Les premiers systèmes d’approvisionnement en eau potable datent du XIXe siècle. En effet, au milieu du XIXe siècle, la généralisation de la machine à vapeur rend possible la réalisation de réseaux d’adduction sous pression desservant les logements individuels. Sous le second Empire, l’arrivée du préfet Haussmann à la préfecture de Paris agit comme un accélérateur. Il confie à Eugène Belgrand, ingénieur et géologue, la responsabilité du service des eaux et des égouts de Paris. La capitale se lance alors dans de grands travaux, le système de canalisations de distribution connaît un fort développement : chaque immeuble et chaque maison bénéficie de l’eau courante. Il est aussi à l’origine du réseau de tout à l’égout de la capitale.

Par la suite, la plupart des villes développent une alimentation en eau de leur territoire et les réseaux d’alimentation et d’assainissement se constituent lentement dans toutes les villes à partir de la seconde moitié du XIXe siècle au rythme de l’urbanisation et de l’aménagement du territoire. En 1930, seulement 23 % des communes françaises disposent d’un réseau de distribution d’eau potable alimentant l’ensemble des habitations. En 1945, 70 % des communes rurales ne sont toujours pas desservies. Il faut ainsi attendre la fin des années 1980 pour que la quasi-totalité des Français bénéficie de l’eau courante à domicile.

Définition des réseaux d’eau

Aujourd’hui, le terme de « réseaux d’eau » recouvre les réseaux d’eau potable, les réseaux de collecte et d’assainissement des eaux usées et des eaux pluviales.

La vocation première d’un réseau d’eau potable est d’assurer la desserte des consommateurs la plus efficace possible en perdant le minimum d’eau. Le terme d’« efficace » recouvre les notions d’optimisation des coûts de pompage et de distribution, de garantie de la qualité de l’eau en fonction de son usage, de réduction des pertes et des fuites, etc.

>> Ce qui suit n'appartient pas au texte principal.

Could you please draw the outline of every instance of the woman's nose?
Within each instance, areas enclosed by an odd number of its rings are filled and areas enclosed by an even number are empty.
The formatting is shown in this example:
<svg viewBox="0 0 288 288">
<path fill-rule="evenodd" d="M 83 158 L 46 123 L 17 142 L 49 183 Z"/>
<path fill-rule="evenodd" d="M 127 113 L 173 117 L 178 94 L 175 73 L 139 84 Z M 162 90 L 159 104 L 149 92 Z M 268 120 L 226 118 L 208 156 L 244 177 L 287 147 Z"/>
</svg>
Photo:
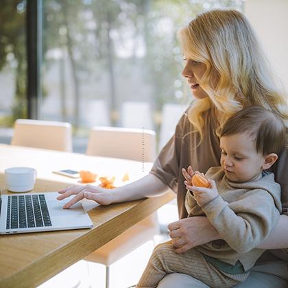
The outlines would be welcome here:
<svg viewBox="0 0 288 288">
<path fill-rule="evenodd" d="M 193 75 L 192 69 L 191 69 L 188 61 L 186 62 L 186 65 L 184 67 L 184 69 L 182 71 L 182 75 L 187 78 L 191 78 Z"/>
</svg>

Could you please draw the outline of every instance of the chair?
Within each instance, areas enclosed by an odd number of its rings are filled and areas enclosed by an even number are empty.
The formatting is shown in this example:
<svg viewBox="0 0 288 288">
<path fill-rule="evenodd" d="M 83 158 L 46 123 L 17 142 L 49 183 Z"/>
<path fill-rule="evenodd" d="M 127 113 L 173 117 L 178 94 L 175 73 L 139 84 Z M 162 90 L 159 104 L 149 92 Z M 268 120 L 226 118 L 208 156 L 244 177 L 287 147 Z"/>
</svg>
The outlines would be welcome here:
<svg viewBox="0 0 288 288">
<path fill-rule="evenodd" d="M 173 136 L 177 123 L 187 109 L 187 106 L 167 103 L 162 110 L 162 124 L 160 130 L 158 148 L 160 150 Z"/>
<path fill-rule="evenodd" d="M 90 133 L 86 154 L 142 161 L 143 139 L 143 159 L 152 162 L 156 156 L 156 133 L 141 129 L 94 127 Z M 106 265 L 106 287 L 108 288 L 110 266 L 143 243 L 153 239 L 158 233 L 155 213 L 97 249 L 84 260 Z"/>
<path fill-rule="evenodd" d="M 69 123 L 17 119 L 11 145 L 72 152 L 72 125 Z"/>
<path fill-rule="evenodd" d="M 121 115 L 123 127 L 153 129 L 152 109 L 148 102 L 124 102 Z"/>
<path fill-rule="evenodd" d="M 90 132 L 86 154 L 153 162 L 156 133 L 145 129 L 96 126 Z"/>
</svg>

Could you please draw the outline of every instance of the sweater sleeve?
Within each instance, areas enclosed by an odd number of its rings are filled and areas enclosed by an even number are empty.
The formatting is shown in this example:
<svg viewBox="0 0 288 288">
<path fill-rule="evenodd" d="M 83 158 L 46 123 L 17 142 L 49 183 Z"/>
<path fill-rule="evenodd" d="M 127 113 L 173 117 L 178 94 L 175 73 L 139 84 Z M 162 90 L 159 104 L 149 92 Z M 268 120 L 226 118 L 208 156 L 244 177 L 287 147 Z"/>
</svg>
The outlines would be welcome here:
<svg viewBox="0 0 288 288">
<path fill-rule="evenodd" d="M 183 115 L 177 124 L 174 135 L 162 149 L 149 172 L 158 177 L 175 193 L 177 193 L 180 171 L 180 150 L 185 119 L 186 116 Z"/>
<path fill-rule="evenodd" d="M 247 192 L 230 204 L 217 197 L 202 209 L 221 238 L 240 253 L 264 241 L 280 215 L 272 196 L 262 189 Z"/>
</svg>

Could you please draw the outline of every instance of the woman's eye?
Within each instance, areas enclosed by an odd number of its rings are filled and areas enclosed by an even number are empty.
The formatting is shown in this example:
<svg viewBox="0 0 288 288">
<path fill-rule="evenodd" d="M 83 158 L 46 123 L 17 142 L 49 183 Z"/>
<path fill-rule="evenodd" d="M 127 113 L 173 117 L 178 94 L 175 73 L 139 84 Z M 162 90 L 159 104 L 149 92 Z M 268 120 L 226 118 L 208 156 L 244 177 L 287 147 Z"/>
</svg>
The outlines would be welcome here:
<svg viewBox="0 0 288 288">
<path fill-rule="evenodd" d="M 196 66 L 200 64 L 200 62 L 195 61 L 195 60 L 192 60 L 191 62 L 192 62 L 192 64 L 193 64 L 194 66 Z"/>
</svg>

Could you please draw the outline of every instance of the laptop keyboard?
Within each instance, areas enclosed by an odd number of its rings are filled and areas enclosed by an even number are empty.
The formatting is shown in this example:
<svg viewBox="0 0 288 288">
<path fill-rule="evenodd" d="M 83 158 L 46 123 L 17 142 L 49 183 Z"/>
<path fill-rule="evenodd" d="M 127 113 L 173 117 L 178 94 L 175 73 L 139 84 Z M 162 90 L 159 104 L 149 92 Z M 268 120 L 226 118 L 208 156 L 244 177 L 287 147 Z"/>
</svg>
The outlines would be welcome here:
<svg viewBox="0 0 288 288">
<path fill-rule="evenodd" d="M 52 226 L 43 194 L 8 196 L 6 229 Z"/>
</svg>

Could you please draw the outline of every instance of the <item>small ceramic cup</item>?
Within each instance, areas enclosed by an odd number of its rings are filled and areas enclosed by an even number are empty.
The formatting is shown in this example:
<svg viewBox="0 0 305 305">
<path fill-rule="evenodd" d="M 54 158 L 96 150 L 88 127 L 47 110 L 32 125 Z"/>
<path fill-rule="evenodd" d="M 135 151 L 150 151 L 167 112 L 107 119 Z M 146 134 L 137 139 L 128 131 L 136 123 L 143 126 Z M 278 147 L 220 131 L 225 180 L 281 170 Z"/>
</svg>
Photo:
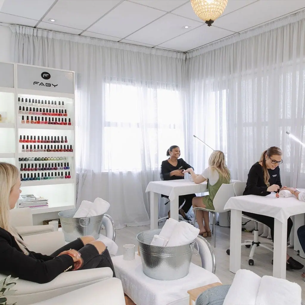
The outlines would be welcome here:
<svg viewBox="0 0 305 305">
<path fill-rule="evenodd" d="M 124 260 L 132 260 L 135 259 L 135 246 L 133 244 L 124 245 L 123 259 Z"/>
</svg>

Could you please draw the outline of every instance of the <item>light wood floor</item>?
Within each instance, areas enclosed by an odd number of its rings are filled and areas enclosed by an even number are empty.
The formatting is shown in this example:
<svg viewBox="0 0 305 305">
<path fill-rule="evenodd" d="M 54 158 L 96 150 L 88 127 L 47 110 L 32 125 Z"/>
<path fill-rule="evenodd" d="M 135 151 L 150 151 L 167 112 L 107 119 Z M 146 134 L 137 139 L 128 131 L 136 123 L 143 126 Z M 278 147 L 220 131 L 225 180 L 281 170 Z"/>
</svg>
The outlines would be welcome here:
<svg viewBox="0 0 305 305">
<path fill-rule="evenodd" d="M 116 231 L 117 235 L 116 242 L 119 246 L 117 255 L 120 255 L 123 253 L 123 246 L 125 244 L 132 243 L 137 245 L 136 236 L 140 232 L 149 230 L 149 226 L 142 227 L 127 227 L 120 230 Z M 216 275 L 224 284 L 230 284 L 232 283 L 234 274 L 229 270 L 229 256 L 226 253 L 226 250 L 230 246 L 230 229 L 217 226 L 216 228 L 216 248 L 214 248 L 216 257 Z M 252 233 L 243 232 L 242 239 L 243 240 L 252 239 L 253 235 Z M 213 237 L 208 237 L 207 239 L 211 245 L 213 245 Z M 263 242 L 264 238 L 260 238 L 260 240 Z M 242 247 L 242 265 L 243 269 L 251 270 L 260 276 L 264 275 L 272 275 L 272 265 L 271 261 L 273 253 L 270 251 L 260 247 L 256 250 L 253 258 L 254 264 L 249 266 L 248 264 L 248 256 L 249 249 Z M 288 254 L 305 265 L 305 260 L 297 256 L 297 253 L 291 249 L 288 249 Z M 199 266 L 201 262 L 199 257 L 193 256 L 192 261 Z M 287 272 L 286 278 L 289 281 L 297 283 L 302 288 L 302 299 L 305 300 L 305 290 L 303 288 L 305 286 L 305 282 L 301 277 L 303 272 L 305 272 L 305 268 L 303 270 L 294 270 Z"/>
</svg>

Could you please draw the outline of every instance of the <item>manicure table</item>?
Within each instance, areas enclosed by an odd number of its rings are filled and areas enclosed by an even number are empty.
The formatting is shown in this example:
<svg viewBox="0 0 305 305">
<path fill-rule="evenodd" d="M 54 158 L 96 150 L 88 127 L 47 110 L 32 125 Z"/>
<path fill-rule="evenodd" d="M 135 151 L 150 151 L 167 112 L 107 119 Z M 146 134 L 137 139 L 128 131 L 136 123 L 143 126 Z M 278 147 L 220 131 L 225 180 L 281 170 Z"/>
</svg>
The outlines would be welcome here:
<svg viewBox="0 0 305 305">
<path fill-rule="evenodd" d="M 232 180 L 231 183 L 237 181 Z M 168 196 L 170 201 L 170 217 L 178 220 L 179 196 L 208 192 L 206 186 L 206 181 L 196 184 L 187 179 L 150 182 L 146 188 L 146 192 L 150 192 L 150 229 L 158 228 L 159 194 Z"/>
<path fill-rule="evenodd" d="M 294 197 L 276 198 L 274 193 L 265 197 L 249 195 L 230 198 L 224 210 L 231 210 L 230 271 L 235 273 L 240 268 L 242 211 L 243 211 L 274 218 L 273 276 L 285 279 L 287 220 L 293 215 L 296 215 L 295 218 L 303 215 L 303 219 L 305 203 Z"/>
</svg>

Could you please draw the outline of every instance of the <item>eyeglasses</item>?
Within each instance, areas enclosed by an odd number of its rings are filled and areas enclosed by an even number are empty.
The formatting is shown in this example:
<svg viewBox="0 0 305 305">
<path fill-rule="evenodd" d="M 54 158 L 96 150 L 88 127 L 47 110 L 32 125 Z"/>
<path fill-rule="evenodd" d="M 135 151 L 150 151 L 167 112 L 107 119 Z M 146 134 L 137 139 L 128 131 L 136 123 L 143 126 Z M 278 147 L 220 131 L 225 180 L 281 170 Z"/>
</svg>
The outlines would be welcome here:
<svg viewBox="0 0 305 305">
<path fill-rule="evenodd" d="M 273 160 L 270 157 L 268 156 L 268 158 L 271 160 L 271 163 L 272 163 L 273 164 L 278 164 L 279 165 L 280 164 L 282 164 L 283 163 L 283 160 L 281 160 L 280 161 L 277 161 L 276 160 Z"/>
</svg>

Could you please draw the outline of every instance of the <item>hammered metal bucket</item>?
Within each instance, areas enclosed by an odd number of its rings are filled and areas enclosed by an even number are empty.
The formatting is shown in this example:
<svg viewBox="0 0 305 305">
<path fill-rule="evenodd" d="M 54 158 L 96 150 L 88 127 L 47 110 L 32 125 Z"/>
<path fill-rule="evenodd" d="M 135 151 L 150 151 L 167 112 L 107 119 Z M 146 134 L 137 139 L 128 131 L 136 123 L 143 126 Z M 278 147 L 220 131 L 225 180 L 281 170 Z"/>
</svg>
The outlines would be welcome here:
<svg viewBox="0 0 305 305">
<path fill-rule="evenodd" d="M 156 280 L 178 280 L 188 274 L 192 253 L 196 242 L 175 247 L 151 246 L 154 235 L 161 229 L 148 230 L 137 235 L 143 272 Z M 197 253 L 198 254 L 198 253 Z"/>
<path fill-rule="evenodd" d="M 74 218 L 77 209 L 62 211 L 58 213 L 65 240 L 72 242 L 78 237 L 92 235 L 95 239 L 99 237 L 104 214 Z"/>
</svg>

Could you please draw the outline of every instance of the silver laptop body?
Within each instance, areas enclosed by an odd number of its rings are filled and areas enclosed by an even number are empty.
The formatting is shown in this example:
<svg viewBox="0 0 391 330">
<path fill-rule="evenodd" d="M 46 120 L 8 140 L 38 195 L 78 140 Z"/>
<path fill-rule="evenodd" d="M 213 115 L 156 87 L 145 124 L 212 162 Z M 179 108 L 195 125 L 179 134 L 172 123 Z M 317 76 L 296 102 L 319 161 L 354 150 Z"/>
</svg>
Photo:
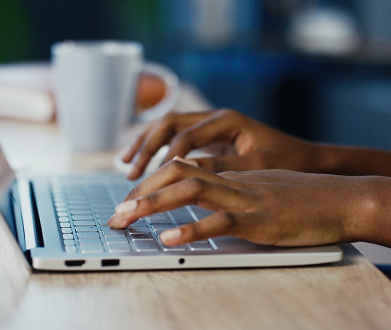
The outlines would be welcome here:
<svg viewBox="0 0 391 330">
<path fill-rule="evenodd" d="M 160 233 L 210 212 L 189 205 L 138 220 L 107 221 L 134 182 L 103 173 L 15 178 L 0 149 L 0 209 L 33 268 L 61 271 L 292 266 L 342 259 L 336 245 L 280 248 L 223 237 L 165 246 Z"/>
</svg>

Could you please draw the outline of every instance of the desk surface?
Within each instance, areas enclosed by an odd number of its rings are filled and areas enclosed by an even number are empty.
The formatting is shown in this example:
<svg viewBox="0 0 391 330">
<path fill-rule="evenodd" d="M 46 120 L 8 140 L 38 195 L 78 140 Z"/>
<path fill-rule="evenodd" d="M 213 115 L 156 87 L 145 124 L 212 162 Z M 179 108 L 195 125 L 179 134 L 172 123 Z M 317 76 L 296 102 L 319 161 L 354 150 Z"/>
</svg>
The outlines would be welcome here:
<svg viewBox="0 0 391 330">
<path fill-rule="evenodd" d="M 112 167 L 114 152 L 67 152 L 54 124 L 0 119 L 0 143 L 20 172 Z M 391 282 L 348 244 L 341 246 L 342 262 L 314 266 L 36 272 L 6 229 L 0 222 L 1 329 L 388 329 L 391 324 Z"/>
</svg>

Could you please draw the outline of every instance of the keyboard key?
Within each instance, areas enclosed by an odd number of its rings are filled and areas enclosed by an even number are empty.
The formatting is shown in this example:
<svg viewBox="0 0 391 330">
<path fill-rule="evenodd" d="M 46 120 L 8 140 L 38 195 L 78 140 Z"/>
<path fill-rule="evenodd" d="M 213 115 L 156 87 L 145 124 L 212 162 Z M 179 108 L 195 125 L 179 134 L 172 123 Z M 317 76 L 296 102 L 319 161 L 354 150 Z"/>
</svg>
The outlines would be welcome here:
<svg viewBox="0 0 391 330">
<path fill-rule="evenodd" d="M 187 246 L 185 245 L 177 245 L 176 246 L 167 246 L 163 244 L 163 251 L 186 251 L 187 250 Z"/>
<path fill-rule="evenodd" d="M 133 227 L 132 225 L 128 227 L 127 229 L 130 234 L 151 232 L 151 230 L 149 227 Z"/>
<path fill-rule="evenodd" d="M 206 218 L 207 217 L 213 214 L 214 213 L 212 211 L 203 209 L 202 207 L 200 207 L 199 206 L 197 206 L 196 205 L 192 205 L 190 207 L 192 209 L 192 211 L 193 211 L 195 214 L 197 218 L 199 220 L 203 219 L 204 218 Z"/>
<path fill-rule="evenodd" d="M 79 244 L 81 245 L 101 245 L 102 241 L 100 238 L 82 238 L 79 239 Z"/>
<path fill-rule="evenodd" d="M 158 251 L 159 246 L 154 241 L 147 241 L 140 240 L 134 241 L 136 250 L 138 252 Z"/>
<path fill-rule="evenodd" d="M 96 226 L 78 226 L 75 227 L 76 231 L 98 231 Z"/>
<path fill-rule="evenodd" d="M 170 213 L 177 223 L 191 223 L 196 221 L 186 207 L 173 210 Z"/>
<path fill-rule="evenodd" d="M 84 232 L 77 233 L 77 237 L 80 239 L 82 238 L 100 238 L 99 233 L 94 232 Z"/>
<path fill-rule="evenodd" d="M 131 251 L 130 246 L 127 243 L 110 244 L 108 245 L 109 251 L 110 252 L 125 252 Z"/>
<path fill-rule="evenodd" d="M 128 243 L 128 239 L 125 236 L 106 236 L 105 239 L 108 244 Z"/>
<path fill-rule="evenodd" d="M 71 211 L 70 214 L 72 216 L 92 216 L 92 213 L 90 210 L 75 210 Z"/>
<path fill-rule="evenodd" d="M 209 242 L 193 242 L 190 243 L 190 245 L 192 251 L 213 250 L 213 248 Z"/>
<path fill-rule="evenodd" d="M 111 215 L 114 214 L 114 206 L 110 206 L 110 207 L 103 208 L 97 206 L 94 208 L 94 211 L 95 213 L 98 214 L 111 214 Z"/>
<path fill-rule="evenodd" d="M 83 253 L 103 252 L 103 246 L 101 245 L 82 245 L 80 250 Z"/>
<path fill-rule="evenodd" d="M 69 206 L 69 208 L 71 213 L 72 211 L 91 210 L 91 205 L 89 204 L 81 204 L 78 205 L 72 205 Z"/>
<path fill-rule="evenodd" d="M 73 224 L 75 226 L 94 226 L 95 221 L 93 220 L 74 221 Z"/>
<path fill-rule="evenodd" d="M 109 221 L 109 219 L 110 218 L 105 218 L 103 219 L 98 219 L 98 221 L 99 222 L 101 226 L 107 226 L 107 222 Z"/>
<path fill-rule="evenodd" d="M 123 229 L 113 229 L 110 227 L 102 227 L 102 230 L 105 236 L 126 236 L 126 234 Z"/>
<path fill-rule="evenodd" d="M 92 214 L 89 216 L 72 216 L 72 219 L 73 220 L 73 221 L 78 221 L 79 220 L 93 220 L 94 216 Z"/>
<path fill-rule="evenodd" d="M 152 224 L 152 228 L 154 230 L 167 230 L 174 228 L 173 224 Z"/>
<path fill-rule="evenodd" d="M 110 212 L 109 213 L 96 213 L 96 217 L 100 219 L 105 219 L 106 218 L 111 218 L 111 216 L 114 214 L 114 210 L 113 210 L 113 212 Z"/>
<path fill-rule="evenodd" d="M 65 245 L 65 251 L 67 253 L 73 253 L 76 252 L 76 247 L 74 245 Z"/>
<path fill-rule="evenodd" d="M 151 220 L 151 219 L 166 219 L 167 218 L 167 215 L 165 213 L 155 213 L 148 216 L 148 219 Z"/>
<path fill-rule="evenodd" d="M 130 225 L 132 227 L 146 227 L 147 223 L 145 222 L 144 218 L 136 220 L 133 223 Z"/>
<path fill-rule="evenodd" d="M 153 240 L 153 236 L 151 233 L 139 233 L 132 234 L 130 235 L 132 240 Z"/>
<path fill-rule="evenodd" d="M 150 219 L 150 222 L 152 224 L 172 224 L 171 220 L 168 218 Z"/>
</svg>

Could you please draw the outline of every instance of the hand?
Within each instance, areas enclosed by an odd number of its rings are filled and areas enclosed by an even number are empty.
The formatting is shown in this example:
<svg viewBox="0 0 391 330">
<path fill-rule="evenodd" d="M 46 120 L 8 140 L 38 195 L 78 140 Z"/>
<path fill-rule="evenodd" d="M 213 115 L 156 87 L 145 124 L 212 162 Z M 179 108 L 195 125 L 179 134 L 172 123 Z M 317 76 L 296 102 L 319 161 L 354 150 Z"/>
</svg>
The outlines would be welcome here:
<svg viewBox="0 0 391 330">
<path fill-rule="evenodd" d="M 284 169 L 303 172 L 316 170 L 315 145 L 294 138 L 232 110 L 178 114 L 170 113 L 152 124 L 123 157 L 133 166 L 128 177 L 143 173 L 152 157 L 162 146 L 170 149 L 162 164 L 175 156 L 184 157 L 192 149 L 218 142 L 225 151 L 196 163 L 216 173 Z"/>
<path fill-rule="evenodd" d="M 195 204 L 216 212 L 162 233 L 163 243 L 179 245 L 221 235 L 283 246 L 379 242 L 379 237 L 372 235 L 378 227 L 373 223 L 381 220 L 378 206 L 389 198 L 382 203 L 376 198 L 379 192 L 390 191 L 390 181 L 278 170 L 217 175 L 174 160 L 130 191 L 109 224 L 124 228 L 154 213 Z M 390 228 L 385 231 L 381 243 L 391 244 L 390 232 Z"/>
</svg>

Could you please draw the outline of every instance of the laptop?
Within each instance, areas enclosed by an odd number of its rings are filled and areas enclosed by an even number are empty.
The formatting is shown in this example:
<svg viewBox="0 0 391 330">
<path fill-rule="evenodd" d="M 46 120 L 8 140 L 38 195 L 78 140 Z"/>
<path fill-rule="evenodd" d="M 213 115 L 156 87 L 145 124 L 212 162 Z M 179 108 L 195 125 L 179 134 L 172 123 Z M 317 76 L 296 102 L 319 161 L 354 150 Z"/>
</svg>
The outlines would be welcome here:
<svg viewBox="0 0 391 330">
<path fill-rule="evenodd" d="M 0 148 L 0 221 L 33 269 L 146 270 L 293 266 L 338 262 L 335 244 L 282 248 L 231 237 L 166 246 L 162 231 L 210 212 L 188 205 L 138 220 L 125 229 L 107 221 L 135 183 L 119 173 L 17 178 Z"/>
</svg>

La mission d’un réseau de collecte et d’assainissement des eaux usées et des eaux pluviales est de regrouper les eaux usées et pluviales, puis de les épurer par traitement, avant de les rejeter dans le milieu naturel. Les eaux de pluie doivent être traitées, comme les eaux usées domestiques, car elles peuvent se charger en matière polluantes au cours de leur ruissellement.

Les enjeux de l’optimisation de la gestion des réseaux d’eau et de la ressource en eau

Depuis la Révolution française, la gestion des réseaux de distribution d’eau potable et des réseaux d’assainissement des eaux usées relèvent des communes, qui peuvent la confier à une entreprise privée. La gestion des réseaux d’eau est un point crucial pour les collectivités et représente un enjeu sanitaire et environnemental fort. Aujourd’hui, les communes et les entreprises doivent assurer cette mission dans un contexte de plus en plus contraignant en raison :

  • du vieillissement des réseaux ;
  • de la rareté et la qualité de l’eau ;
  • des réglementations de plus en plus exigeantes sur le respect de l’environnement et sur les fuites ;
  • des consommateurs demandeurs de nouveaux services et de nouvelles offres, et qu’il faut également sensibiliser à l’environnement et aux économies d’énergie.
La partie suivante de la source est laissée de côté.